REBECCA. I sensed that, as we had finished eating and Oldham saw no realistic chance to recruit Lawton, he was letting Lawton unwind, as he looked for a chance to conclude. Lawton, for his part, continued to display that "excited" quality that I had seen at the outset.

LAWTON. There are two standards. First, am I genuinely passionate about this artist’s work? Second, would I wish to go on a long journey with this person? You see, if I affirm both these standards, I can devote myself to all the hard effort of guiding, selling, and negotiating that comprises our work.

I must be passionate because I am always selling directly to the studio or the customer. I believe in most traditional models, the organization of the agency assigns subject matters and territories to its agents.
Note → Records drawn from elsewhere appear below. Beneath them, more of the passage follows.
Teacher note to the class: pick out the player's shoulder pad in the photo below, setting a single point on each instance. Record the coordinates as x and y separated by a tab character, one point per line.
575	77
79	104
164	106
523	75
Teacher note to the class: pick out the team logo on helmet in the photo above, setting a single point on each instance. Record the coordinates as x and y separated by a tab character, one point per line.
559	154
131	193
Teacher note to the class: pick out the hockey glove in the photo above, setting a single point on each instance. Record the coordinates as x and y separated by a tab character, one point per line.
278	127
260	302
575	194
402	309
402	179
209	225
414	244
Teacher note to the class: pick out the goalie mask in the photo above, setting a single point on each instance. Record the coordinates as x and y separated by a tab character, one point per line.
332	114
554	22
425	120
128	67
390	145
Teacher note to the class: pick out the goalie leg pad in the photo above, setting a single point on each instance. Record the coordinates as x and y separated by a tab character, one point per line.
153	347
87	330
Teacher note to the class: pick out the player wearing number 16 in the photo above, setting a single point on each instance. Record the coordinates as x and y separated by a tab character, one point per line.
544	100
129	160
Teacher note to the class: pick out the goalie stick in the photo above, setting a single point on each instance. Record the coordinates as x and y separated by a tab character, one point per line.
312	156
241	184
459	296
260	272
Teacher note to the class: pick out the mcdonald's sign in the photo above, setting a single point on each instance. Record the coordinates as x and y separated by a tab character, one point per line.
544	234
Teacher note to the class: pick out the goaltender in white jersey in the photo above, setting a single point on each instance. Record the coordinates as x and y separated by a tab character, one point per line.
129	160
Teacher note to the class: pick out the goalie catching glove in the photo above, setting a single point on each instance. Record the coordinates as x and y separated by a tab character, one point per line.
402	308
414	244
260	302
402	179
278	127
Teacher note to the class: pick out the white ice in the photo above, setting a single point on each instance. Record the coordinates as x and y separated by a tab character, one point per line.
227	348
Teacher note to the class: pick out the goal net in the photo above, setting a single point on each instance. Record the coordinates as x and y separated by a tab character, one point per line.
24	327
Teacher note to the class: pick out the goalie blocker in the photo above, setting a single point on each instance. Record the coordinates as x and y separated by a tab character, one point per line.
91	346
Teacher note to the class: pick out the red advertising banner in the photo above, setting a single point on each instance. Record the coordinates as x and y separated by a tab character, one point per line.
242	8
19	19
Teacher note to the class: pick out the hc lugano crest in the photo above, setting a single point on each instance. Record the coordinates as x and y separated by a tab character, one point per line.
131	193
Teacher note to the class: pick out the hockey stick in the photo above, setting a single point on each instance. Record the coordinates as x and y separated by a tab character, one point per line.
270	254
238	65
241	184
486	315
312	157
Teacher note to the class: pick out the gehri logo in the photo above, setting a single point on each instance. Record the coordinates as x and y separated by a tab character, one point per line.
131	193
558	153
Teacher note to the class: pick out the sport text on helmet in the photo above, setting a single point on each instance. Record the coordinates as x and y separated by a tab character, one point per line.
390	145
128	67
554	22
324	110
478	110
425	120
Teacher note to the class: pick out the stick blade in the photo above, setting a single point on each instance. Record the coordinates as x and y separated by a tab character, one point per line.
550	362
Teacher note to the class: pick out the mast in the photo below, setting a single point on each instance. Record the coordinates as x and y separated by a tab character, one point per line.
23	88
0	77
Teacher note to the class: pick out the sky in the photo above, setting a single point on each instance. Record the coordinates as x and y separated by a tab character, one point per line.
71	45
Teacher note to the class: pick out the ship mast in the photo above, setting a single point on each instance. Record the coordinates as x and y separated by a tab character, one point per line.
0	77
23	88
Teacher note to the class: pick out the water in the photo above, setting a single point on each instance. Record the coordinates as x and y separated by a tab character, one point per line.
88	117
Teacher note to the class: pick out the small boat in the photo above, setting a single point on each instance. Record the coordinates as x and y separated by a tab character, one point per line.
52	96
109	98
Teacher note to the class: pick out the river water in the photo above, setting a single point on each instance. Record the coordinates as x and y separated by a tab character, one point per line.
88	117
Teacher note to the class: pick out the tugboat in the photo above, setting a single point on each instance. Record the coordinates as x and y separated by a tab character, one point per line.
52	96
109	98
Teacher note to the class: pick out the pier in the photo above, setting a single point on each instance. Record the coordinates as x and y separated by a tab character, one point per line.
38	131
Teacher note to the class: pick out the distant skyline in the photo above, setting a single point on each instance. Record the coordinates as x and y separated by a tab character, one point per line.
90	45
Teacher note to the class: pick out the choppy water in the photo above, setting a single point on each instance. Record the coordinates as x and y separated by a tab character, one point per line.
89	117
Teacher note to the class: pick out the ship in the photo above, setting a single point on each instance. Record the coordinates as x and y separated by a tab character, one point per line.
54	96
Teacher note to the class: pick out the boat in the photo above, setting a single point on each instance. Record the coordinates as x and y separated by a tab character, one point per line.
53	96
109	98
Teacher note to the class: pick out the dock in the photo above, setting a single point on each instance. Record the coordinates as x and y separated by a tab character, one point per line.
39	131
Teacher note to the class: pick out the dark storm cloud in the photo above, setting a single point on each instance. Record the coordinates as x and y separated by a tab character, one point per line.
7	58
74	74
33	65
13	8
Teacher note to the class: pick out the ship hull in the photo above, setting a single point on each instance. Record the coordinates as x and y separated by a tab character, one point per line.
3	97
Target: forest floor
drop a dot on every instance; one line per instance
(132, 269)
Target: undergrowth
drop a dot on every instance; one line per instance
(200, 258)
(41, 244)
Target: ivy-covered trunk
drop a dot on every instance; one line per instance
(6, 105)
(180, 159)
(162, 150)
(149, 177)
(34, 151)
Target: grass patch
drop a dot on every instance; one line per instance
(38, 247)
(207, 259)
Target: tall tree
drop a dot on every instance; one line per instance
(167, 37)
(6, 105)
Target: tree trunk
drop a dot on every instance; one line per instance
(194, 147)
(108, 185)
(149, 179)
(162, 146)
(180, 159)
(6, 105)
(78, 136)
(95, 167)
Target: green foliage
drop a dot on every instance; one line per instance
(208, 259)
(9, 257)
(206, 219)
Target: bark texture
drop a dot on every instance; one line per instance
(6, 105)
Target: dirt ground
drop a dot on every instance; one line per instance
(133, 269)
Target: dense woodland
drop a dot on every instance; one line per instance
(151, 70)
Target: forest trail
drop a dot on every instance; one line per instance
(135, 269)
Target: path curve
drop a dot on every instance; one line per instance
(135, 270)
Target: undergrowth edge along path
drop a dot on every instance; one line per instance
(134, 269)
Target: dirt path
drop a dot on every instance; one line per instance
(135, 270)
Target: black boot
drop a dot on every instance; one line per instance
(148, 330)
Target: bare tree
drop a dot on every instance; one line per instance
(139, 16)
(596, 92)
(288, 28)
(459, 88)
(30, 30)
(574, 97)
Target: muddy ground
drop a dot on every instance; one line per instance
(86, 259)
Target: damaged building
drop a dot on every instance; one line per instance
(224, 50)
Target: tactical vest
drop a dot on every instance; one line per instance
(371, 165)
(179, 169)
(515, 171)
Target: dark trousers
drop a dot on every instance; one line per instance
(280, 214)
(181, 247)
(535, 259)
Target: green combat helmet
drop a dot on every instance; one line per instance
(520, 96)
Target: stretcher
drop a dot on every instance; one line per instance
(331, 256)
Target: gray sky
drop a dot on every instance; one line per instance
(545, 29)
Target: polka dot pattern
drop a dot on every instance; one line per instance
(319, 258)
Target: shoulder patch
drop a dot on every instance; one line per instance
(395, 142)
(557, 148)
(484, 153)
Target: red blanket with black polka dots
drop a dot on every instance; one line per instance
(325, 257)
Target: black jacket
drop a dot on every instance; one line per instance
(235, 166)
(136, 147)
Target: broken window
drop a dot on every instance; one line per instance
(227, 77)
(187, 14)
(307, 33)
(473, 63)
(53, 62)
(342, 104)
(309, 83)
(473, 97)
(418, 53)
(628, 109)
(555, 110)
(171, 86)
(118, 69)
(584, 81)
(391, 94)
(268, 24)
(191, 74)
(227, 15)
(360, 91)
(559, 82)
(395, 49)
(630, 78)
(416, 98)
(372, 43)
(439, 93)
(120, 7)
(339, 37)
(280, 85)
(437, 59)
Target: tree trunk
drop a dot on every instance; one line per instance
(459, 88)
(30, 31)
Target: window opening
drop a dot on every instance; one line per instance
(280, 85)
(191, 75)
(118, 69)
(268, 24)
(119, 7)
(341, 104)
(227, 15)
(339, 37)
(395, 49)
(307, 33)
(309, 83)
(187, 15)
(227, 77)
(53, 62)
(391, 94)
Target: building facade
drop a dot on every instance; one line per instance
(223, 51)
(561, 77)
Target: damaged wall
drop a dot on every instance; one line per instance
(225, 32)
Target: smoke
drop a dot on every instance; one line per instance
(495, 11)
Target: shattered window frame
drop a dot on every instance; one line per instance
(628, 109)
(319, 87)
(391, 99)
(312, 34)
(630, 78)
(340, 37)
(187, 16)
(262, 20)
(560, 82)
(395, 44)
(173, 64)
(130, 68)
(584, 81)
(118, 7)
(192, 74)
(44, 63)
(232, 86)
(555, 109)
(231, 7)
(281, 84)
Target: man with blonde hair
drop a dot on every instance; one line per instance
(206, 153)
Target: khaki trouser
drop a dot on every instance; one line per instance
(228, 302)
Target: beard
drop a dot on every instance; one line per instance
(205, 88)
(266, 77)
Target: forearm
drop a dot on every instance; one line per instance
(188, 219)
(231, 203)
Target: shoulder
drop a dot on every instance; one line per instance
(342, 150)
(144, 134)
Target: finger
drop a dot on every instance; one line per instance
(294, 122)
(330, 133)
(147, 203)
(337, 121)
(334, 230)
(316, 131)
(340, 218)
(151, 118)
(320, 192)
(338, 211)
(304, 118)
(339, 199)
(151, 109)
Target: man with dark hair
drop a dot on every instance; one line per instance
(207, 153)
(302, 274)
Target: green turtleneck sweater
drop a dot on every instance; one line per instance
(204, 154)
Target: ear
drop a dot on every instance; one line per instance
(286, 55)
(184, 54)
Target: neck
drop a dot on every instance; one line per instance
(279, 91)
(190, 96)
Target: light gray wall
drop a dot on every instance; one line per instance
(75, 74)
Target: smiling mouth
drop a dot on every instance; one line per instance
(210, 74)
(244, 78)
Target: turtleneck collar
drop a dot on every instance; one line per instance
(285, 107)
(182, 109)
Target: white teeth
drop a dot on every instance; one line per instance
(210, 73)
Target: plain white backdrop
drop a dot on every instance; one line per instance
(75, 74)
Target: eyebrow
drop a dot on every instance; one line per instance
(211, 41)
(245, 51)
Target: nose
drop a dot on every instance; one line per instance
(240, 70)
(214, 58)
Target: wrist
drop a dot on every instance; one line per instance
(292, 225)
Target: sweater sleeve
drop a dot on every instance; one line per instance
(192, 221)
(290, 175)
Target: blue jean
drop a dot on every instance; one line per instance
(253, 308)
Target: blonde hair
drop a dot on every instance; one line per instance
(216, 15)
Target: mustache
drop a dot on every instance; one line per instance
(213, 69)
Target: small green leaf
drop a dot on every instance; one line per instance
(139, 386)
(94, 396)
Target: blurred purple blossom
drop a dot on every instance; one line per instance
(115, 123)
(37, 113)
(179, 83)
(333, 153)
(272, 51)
That is a reasonable way to operate. However, then a client’s agent is selling to another agent inside the traditional agency in order to get permission to sell to the second agent’s buyers or to have his or her colleague make the sales effort. That is simply not how I work.

In addition, I must be eager to go on a long journey with the client, since the work I do is very personally adjusted to each client’s individual needs and wishes. Representation in the alternative model is a very personal matter.

You see, if you take all the ideas I have described about the alternative model, I believe they all fit together into a whole, and, in that sense, the model has strength. If I were to describe the basic idea of the alternative model, it would be that it is based on giving "care" to the artist. Just like someone in health occupations gives care to his or her patients. At least that is how I think about it.

OLDHAM. That is all very interesting, and I wish you well with your "model" . . .

REBECCA. Lawton must have seen that Oldham was restless, so he interjected.

LAWTON. There is just one more point I would like to offer. You asked, early on, how can I compete with the resources, scope of service, and synergies of a traditional agency, when clients grow to need these? This is a really good question, and my answer is that the outcome is beyond my control, and it should be. You suggested that my "alternative" is doomed to remain "small". Perhaps. Perhaps not. If I continue to offer my alternative model, then the artist will have a real choice between models.

If in the years to come, the traditional model continues to prevail, as it surely does now, then you will have been right on some level. However, there is no necessary connection between the alternative model and size, provided that the agents are very carefully selected and trained. Indeed, if a large agency were to grow naturally from and yet maintain the essence of the alternative model, it might even replace the traditional model entirely. One thing we have seen over and over recently is that change is quick and everywhere: new models are emerging and replacing the old. It is a very exciting time to be alive.

REBECCA. Lawton was looking steadily at me, so I do not think he saw Oldham yawn. Whether Lawton saw Oldham or not, he knew his time was up. He ventured on anyway, at least a little bit longer.

LAWTON. I think constantly about the selecting and training of agents in my model. As of now, I have yet to find any candidates in which I have adequate confidence. There are many bright, hard working, and motivated people, but I am looking for something more. I am trying very hard to understand how to search for such candidates. But I suppose that is another subject.

REBECCA. Oldham saw his chance and extended his hand across the table to shake Lawton’s. It took Lawton an instant to react, because a great deal of the last part of what he said was directed at me, and he was watching to see that I was listening.

OLDHAM. Yes that certainly is a different subject. Ready, Rebecca?

REBECCA. I said I was, and we left the restaurant and said farewell. That was the first and only time I saw Lawton. He did send me a kind note when he heard I was leaving the agency. In the note, he wished me well.